En coulisses, le deuxième acte et les discussions se poursuivent entre roses et macronistes, parfois même au sein de Palais Bourbon, selon Le Parisien, mais vraisemblablement sans aboutir. Dans l’hémicycle, les débats qui s’enlisent agacent le RN qui accuse le gouvernement de jouer la comédie pour mieux traîner et passer son budget par ordonnances. « À quel moment vous fixez votre deadline pour voir si vous arrivez à vous mettre d’accord avec le Parti socialiste sur la taxe Zucman, pour qu’on puisse savoir à peu près à quel moment elle sera examinée dans l’hémicycle ? », fait mine de s’interroger samedi soir Manuel Bompard. L’insoumis a sa réponse quelques minutes plus tard : mardi ou mercredi.

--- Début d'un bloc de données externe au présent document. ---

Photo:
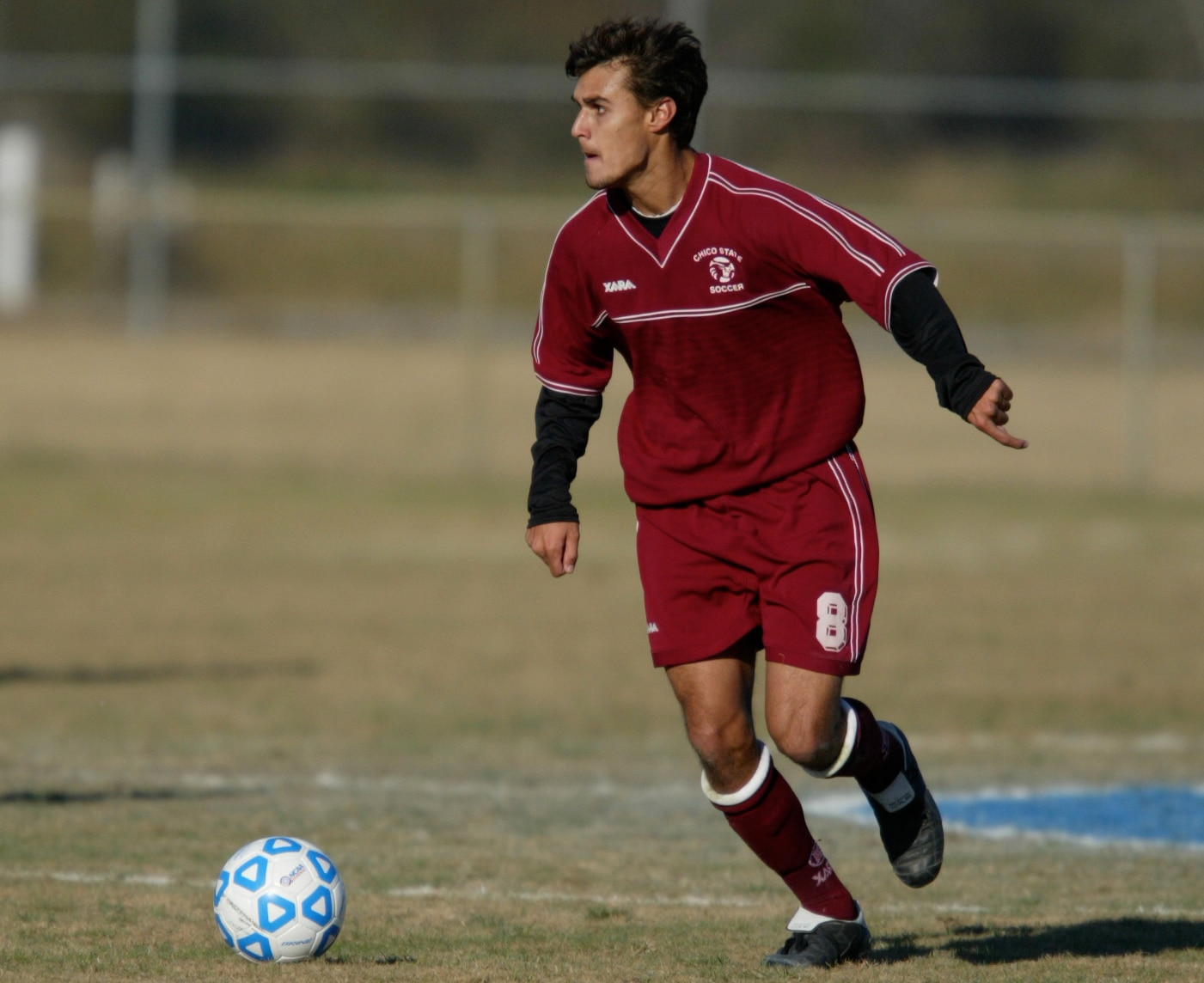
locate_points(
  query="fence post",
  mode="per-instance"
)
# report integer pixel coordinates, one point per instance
(694, 15)
(18, 217)
(478, 294)
(1140, 283)
(155, 83)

PS et Macronie jouent les prolongations
En fin de séance, la ministre des Comptes publics Amélie de Montchalin vient au secours des tractations en annonçant un changement de calendrier : le gouvernement veut faire passer en priorité les articles 4, 11, et 12 lors de la reprise des travaux lundi, repoussant au milieu de la semaine les discussions autour de la taxe Zucman.
Officiellement, ce changement intervient, assure Bercy, pour de « strictes raisons d’agenda » afin de permettre à Roland Lescure, ministre de l’Économie, d’être présent lundi dans l’hémicycle. Les socialistes se défendent aussi de cette décision assurant qu’elle avait été demandée dès vendredi.
C’est, au demeurant, autant de temps supplémentaire pour négocier l’atterrissage de la mesure fiscale. Sans surprise, les tractations devraient a priori porter sur la taxation des biens professionnels, point majeur de discordance. « Est-ce qu’on peut se mettre d’accord sur la manière de lutter contre l’optimisation fiscale des plus riches ? La réponse est oui. Maintenant le débat c’est “comment ?” (…) Nous pouvons travailler sur beaucoup de dispositifs mais avec une ligne de cohérence, pas une ligne rouge : nous voulons protéger à tout prix les entreprises, les entrepreneurs, l’investissement et ce qu’on appelle les biens professionnels », insistait Amélie de Montchalin au micro de France inter ce dimanche.
En attendant, invité de la matinale de LCI, Olivier Faure a, à cet égard, bien été obligé de repousser l’ultimatum qu’il avait lui-même fixé. « À la fin de cette semaine, nous saurons si nous irons à la dissolution ou pas. Si nous y allons, on peut considérer que dans le mois de novembre, il y aura des élections législatives », a-t-il assuré tout en louant ses échanges directs avec le Premier ministre, un interlocuteur « bon » et « fiable ». Un dialogue resserré façon mission impossible ? L’exécutif y risque tout simplement sa chute, quand les roses ressortiraient affaiblis d’une overdose d’aspartame.